- As per the latest regulations in Italy, the government has decided to bolster its monitoring of the cryptocurrency market. In particular, by enacting fresh policies to combat financial crimes like market manipulation.
- harsh penalties for manipulating markets and Italy’s new cryptocurrency regulations
- Italy is getting ready to step up market monitoring as part of its compliance with the EU’s Markets in Crypto-Assets (MiCA) regulations, as was to be expected.
- Italy will step up its oversight of digital asset markets in order to fight and penalize insider trading and market manipulation techniques, as per the new legislation.
- Sanctions under the order might range from 5,000 to 5 million euros (5,400 to 5.4 million dollars), depending on the severity and scope of the regulatory infractions.
- The European Union’s MiCA regulatory framework, which was approved for the first time in 2022, is forcing blockchain enterprises to make tough decisions.
- Decentralized finance protocols (DeFi) must choose between adhering to the framework’s identity verification (KYC) and anti-money laundering (ML) laws and fully decentralizing their networks in the interim.
- Fully decentralized networks are not required to submit reports to MiCA. These protocols run the danger of falling short of what MiCA considers to be a suitably decentralized network.
- This is because decentralized communities are moderated by the employment of foundations and other middlemen.

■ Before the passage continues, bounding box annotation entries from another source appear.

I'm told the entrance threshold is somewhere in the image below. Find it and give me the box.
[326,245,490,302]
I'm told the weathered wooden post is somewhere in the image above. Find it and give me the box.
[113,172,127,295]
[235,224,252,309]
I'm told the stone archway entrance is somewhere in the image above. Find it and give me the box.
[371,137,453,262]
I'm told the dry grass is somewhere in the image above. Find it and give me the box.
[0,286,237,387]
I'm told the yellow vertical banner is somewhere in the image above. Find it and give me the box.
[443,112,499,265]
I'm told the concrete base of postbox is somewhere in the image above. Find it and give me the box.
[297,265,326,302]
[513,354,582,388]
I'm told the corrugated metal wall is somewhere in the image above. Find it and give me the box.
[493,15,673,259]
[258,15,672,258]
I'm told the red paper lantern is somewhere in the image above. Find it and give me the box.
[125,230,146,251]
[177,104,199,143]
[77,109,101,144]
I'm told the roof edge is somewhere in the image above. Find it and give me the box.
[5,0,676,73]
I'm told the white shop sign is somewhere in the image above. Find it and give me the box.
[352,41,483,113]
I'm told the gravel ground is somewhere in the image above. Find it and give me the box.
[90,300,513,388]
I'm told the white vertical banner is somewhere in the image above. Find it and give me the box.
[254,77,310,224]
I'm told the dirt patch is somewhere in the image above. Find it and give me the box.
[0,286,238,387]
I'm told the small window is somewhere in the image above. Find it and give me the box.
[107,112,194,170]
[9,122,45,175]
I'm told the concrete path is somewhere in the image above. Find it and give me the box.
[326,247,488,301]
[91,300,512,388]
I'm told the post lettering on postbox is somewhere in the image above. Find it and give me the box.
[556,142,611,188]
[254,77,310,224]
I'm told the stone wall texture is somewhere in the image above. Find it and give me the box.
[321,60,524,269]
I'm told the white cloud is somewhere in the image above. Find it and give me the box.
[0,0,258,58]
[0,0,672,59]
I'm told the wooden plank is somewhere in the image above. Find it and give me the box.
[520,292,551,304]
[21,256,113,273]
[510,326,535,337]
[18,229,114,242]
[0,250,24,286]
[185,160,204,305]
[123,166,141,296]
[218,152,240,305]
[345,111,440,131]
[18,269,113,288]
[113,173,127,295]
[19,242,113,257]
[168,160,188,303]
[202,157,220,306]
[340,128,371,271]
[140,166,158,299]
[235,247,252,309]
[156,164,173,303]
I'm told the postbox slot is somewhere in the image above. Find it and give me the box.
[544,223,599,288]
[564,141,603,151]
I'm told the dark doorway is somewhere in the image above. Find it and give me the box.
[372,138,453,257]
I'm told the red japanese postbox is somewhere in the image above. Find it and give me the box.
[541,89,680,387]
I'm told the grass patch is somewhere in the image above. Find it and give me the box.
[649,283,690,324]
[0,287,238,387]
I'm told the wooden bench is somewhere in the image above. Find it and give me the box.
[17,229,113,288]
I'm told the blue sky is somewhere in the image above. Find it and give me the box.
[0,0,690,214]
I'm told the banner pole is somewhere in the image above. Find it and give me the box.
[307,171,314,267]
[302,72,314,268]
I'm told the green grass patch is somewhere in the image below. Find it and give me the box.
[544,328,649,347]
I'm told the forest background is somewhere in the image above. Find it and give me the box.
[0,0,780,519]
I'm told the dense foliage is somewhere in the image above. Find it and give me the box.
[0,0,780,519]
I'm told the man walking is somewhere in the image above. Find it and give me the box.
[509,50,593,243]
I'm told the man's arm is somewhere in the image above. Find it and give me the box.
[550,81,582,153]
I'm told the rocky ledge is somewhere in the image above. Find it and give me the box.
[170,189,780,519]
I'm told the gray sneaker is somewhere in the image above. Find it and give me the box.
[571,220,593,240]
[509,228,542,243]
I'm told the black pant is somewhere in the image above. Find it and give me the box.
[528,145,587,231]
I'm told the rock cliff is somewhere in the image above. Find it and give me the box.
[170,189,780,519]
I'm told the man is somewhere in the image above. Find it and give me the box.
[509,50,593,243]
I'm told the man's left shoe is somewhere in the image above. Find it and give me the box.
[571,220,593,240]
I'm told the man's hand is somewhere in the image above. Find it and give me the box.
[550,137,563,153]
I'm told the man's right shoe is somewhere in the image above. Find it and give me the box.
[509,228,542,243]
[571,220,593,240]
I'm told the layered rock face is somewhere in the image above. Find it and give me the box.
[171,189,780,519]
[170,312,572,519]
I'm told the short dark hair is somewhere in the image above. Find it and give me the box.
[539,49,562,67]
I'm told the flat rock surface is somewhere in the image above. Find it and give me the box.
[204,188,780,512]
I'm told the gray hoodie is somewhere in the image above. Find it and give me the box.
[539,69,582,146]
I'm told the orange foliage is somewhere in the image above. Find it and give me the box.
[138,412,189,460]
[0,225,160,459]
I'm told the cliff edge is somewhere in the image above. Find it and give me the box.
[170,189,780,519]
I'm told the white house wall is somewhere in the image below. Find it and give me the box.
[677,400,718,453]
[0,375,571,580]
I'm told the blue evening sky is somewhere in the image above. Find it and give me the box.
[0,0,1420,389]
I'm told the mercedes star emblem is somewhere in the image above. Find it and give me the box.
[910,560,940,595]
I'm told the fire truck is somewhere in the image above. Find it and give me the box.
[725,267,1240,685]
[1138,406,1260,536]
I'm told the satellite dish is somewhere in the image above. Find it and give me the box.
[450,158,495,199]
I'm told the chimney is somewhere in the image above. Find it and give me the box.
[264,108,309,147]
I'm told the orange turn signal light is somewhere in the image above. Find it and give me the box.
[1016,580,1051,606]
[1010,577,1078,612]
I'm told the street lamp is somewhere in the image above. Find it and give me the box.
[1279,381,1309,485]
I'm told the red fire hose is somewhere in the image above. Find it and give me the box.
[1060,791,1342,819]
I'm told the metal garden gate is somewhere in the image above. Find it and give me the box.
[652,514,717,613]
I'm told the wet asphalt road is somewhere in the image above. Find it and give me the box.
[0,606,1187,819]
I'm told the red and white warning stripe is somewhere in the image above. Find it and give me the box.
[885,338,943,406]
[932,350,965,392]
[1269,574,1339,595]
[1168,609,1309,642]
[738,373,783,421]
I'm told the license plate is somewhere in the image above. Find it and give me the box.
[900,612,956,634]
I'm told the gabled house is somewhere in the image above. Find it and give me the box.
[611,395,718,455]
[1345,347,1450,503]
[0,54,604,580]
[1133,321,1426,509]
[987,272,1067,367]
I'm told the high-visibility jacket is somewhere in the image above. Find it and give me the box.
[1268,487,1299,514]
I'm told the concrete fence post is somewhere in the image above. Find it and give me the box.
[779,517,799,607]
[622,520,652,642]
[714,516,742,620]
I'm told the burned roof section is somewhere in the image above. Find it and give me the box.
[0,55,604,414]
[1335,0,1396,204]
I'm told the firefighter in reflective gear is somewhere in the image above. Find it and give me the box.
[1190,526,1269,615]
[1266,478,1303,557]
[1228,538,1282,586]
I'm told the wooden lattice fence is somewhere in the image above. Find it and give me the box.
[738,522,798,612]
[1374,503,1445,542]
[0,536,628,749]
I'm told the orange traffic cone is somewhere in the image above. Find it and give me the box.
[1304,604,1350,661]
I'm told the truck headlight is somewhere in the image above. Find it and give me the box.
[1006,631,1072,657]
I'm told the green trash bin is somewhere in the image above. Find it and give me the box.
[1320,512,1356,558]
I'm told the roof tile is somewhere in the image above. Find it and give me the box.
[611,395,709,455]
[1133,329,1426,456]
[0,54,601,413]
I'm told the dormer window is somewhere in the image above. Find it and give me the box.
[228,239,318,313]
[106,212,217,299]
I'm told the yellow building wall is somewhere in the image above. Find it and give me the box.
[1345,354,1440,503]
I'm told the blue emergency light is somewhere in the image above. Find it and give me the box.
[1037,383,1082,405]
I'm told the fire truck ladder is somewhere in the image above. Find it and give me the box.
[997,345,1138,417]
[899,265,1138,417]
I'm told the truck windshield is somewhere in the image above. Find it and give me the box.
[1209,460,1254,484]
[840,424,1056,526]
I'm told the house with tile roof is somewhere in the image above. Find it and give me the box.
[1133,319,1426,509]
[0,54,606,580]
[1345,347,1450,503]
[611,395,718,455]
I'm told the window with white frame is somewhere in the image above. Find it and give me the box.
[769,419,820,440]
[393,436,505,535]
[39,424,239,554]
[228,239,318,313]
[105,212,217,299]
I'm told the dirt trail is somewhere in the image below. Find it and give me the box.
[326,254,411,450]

- This suggests that these DeFi protocols need to be fully decentralized or acknowledge the need for users to provide verification data, which is a challenging idea for a lot of network users.
Alterations to exchanges’ business models
- The exchange that is centralized Recently, Binance notified its European clients that it was moving to a scheme that would classify stablecoins as either permitted or unlawful.
- Users are progressively acclimating to the new system, and the model is per the MiCA framework.
- The CEO of the exchange, Richard Teng, has also noted that Binance is not withdrawing these stablecoins from the market. But it just restricts the availability of some products to European users.
- The CEO of the massive exchange, Richard Teng, said that Binance is keeping these stablecoins on the spot markets. It does, however, simply restrict their availability for certain items to customers in Europe.
- Similarly, Uphold declared the delisting of six stablecoins and made adjustments to comply with the EU regulatory evaluation.
- Tether (USDT), Frax Protocol (FRAX), Gemini Dollar (GUSD), Dai (DAI), TrueUSD (TUSD), and Pax Dollar (USDP) are a few of them.
- Although there is increasing regulatory pressure in Europe, many analysts think stablecoins have a bright future. Moreover, they contend that they could be able to stop debt problems brought on by the overabundance of fiat currency issuance.
- Stablecoins, according to former US House of Representatives Speaker Paul Ryan, might lessen the negative effects of the US dollar’s high level of debt on the country’s economy.
- The CEO of Circle, the company that issues stablecoins, Jeremy Allaire, has even voiced hope for the technology’s future. Specifically, he said he thinks they will account for 10% of the money supply over the course of the next ten years.
New guidelines for cryptocurrency assets’ security and stability
- A thorough set of technical standards and instructions in compliance with the Markets in Crypto-Assets (MiCA) legislation was recently announced by the European Banking Authority (EBA).
- hence offering a clear manual for electronic money tokens (EMT) and asset-referenced tokens (ART) throughout Europe.
- The bundle covers six important subjects, including asset reserves, stress test procedures, and recovery strategies. As to MiCA, ART tokens are supported by a variety of assets, including real estate, commodities, and a diverse basket of assets.
- In contrast, the EMTs, like stablecoins, keep a constant value since they are tethered to fiat money and may be used for transactions.
- The regulatory body has delineated a sequence of directives for token generators, highlighting the need to possess enough financial means (own money) to mitigate possible hazards.
- Additionally, parameters are set to determine if an issuer poses a greater risk, necessitating an increase in own funds reserves.
- The process and the deadline for issuers to modify their funds to 3% of the average reserve of assets designated as substantial are outlined in the EBA rules.
- Within 25 working days of the implementation plan’s submission, compliance must be attained in no more than six months.